Given the cost of decent child care, I am baffled how some couples can afford two paychecks. Sadly so much child care is inadequate at best, abysmal at worst. Even in the best case scenarios three month old babies are sent to spend 10 hours day with strangers.
I too grew up with a full-time mother. But my younger brothers were 5 and 7 when I went away to college and my mother started college. I recently found out that my 7 year old brother regarded me as a mother figure and felt abandoned when I moved away. Looking at pictures of me and the two youngest, I do look like their young mother. Fortunately my mother got a job teaching at the local high school down the block, so she had the same hours as my brothers.
I feel sad about what parents are missing when they are away from their babies and toddlers all day. Personally I found being with young children the most fascinating, rewarding, stimulating job I ever had. I hadn't expect it; I had planned to go back to work full-time when my oldest daughter was about six months old. Fortunately we had the financial wherewithal for me to change our mind if we were extremely frugal.
I am sure you were a wonderful teacher/mommy for the kids you cared for. But it must have been hard.
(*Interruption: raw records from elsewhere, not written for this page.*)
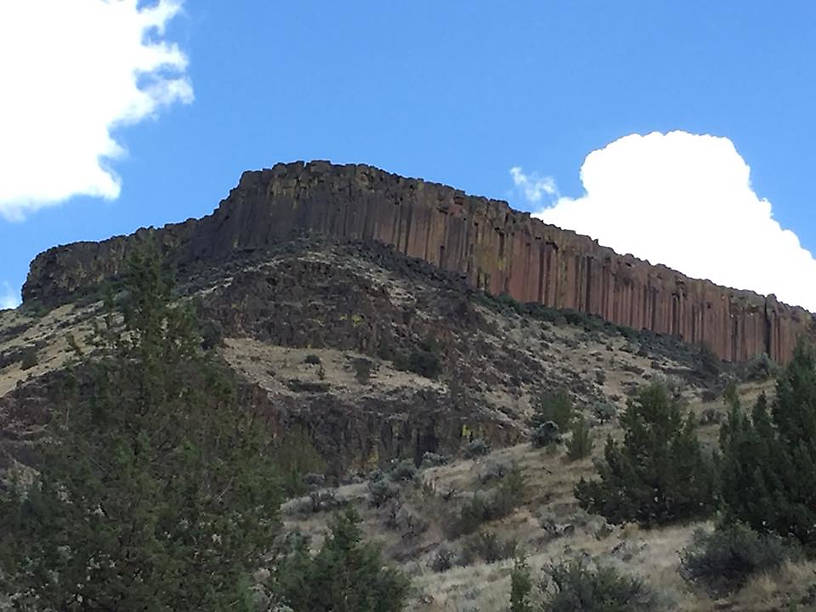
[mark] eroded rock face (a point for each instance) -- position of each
(492, 246)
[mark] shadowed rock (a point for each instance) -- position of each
(492, 246)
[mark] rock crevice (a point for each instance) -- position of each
(494, 247)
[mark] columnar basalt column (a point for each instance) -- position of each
(494, 247)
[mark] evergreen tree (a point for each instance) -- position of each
(769, 459)
(555, 407)
(156, 490)
(521, 586)
(347, 575)
(580, 444)
(658, 474)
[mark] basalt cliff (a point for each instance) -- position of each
(490, 245)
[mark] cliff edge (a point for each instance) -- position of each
(494, 247)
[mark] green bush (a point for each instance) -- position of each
(723, 560)
(574, 586)
(424, 360)
(488, 506)
(403, 470)
(160, 490)
(346, 575)
(768, 458)
(362, 369)
(296, 456)
(545, 434)
(555, 407)
(604, 411)
(442, 560)
(476, 448)
(489, 547)
(658, 474)
(430, 459)
(580, 444)
(29, 359)
(380, 491)
(521, 587)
If I had to guess, my oldest would have been kicked out of day care, my youngest would have loved it, my second would have been sick all the time and my third would have absolutely refused to go. Structure and any regimentation were anathema to my creative free spirits.
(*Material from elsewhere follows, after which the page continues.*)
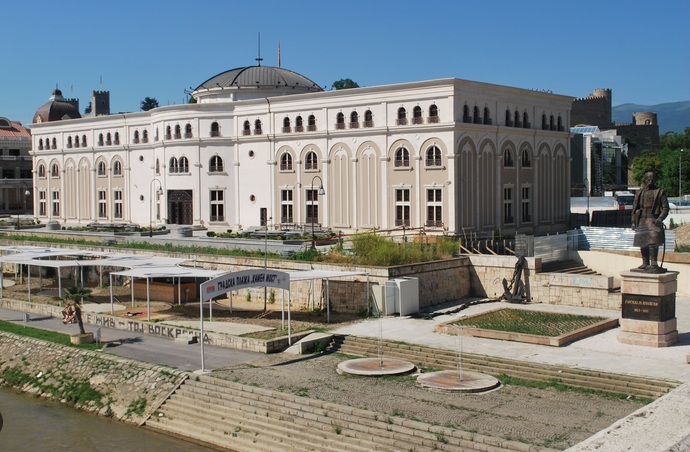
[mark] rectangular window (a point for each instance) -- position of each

I have had a hard time struggling not to be judgmental of my daughter's choices. My daughter Jane, the human rights lawyer and writer, has the most flexibility. Her writing and research skills are so essential and irreplaceable that her Philadelphia firm doesn't care where she is; she could work at the North Pole if she had a good internet connection. She has worked two days a week starting when her year old was about four months. She splits a nanny with a friend who has a girl Mary's age.
I am originally from New Jersey (how dare you confuse me with a New Yorker) and now live in Florida. I appreciate the compliment but me thinks you have me confused with someone else -- although the brilliant part is true. Thanks.
I suspect employers are more flexible than people realize. They face the same challenges themselves, and excellent workers are invaluable to a company.
I lived the life you described, and that is possible even being a tenant farmer's boy. We were dirt poor as far as cash went, but we didn't know it, grew our own food, and grew up just fine even having to work hard for the little we had.
I started working at least full time from the time I entered high school, put myself through college and graduate school while married and working. By the time I finished graduate school we had three children.
If what we have today is "progress" then I am all for retrogression.
Monte
As I recall, our main entertainment was playing cards. A deck of cards is worth more than thousands of entertainment toys.
My father, the oldest of 7, had to drop out of high school when he was 15 because his baker father was unemployed during the depression. He worked full-time, went to night school and college and eventually became an actuary. For 21 years he supported a family of 8, sent them all to Catholic schools, contributed generously to the church and community.
The condition of a society's children is the definition of progress.
I have started an experiment to post my political, social change posts to Daily Kos. This morning's Duck and Cover has gotten quite a few more comments from people who shared my experiences.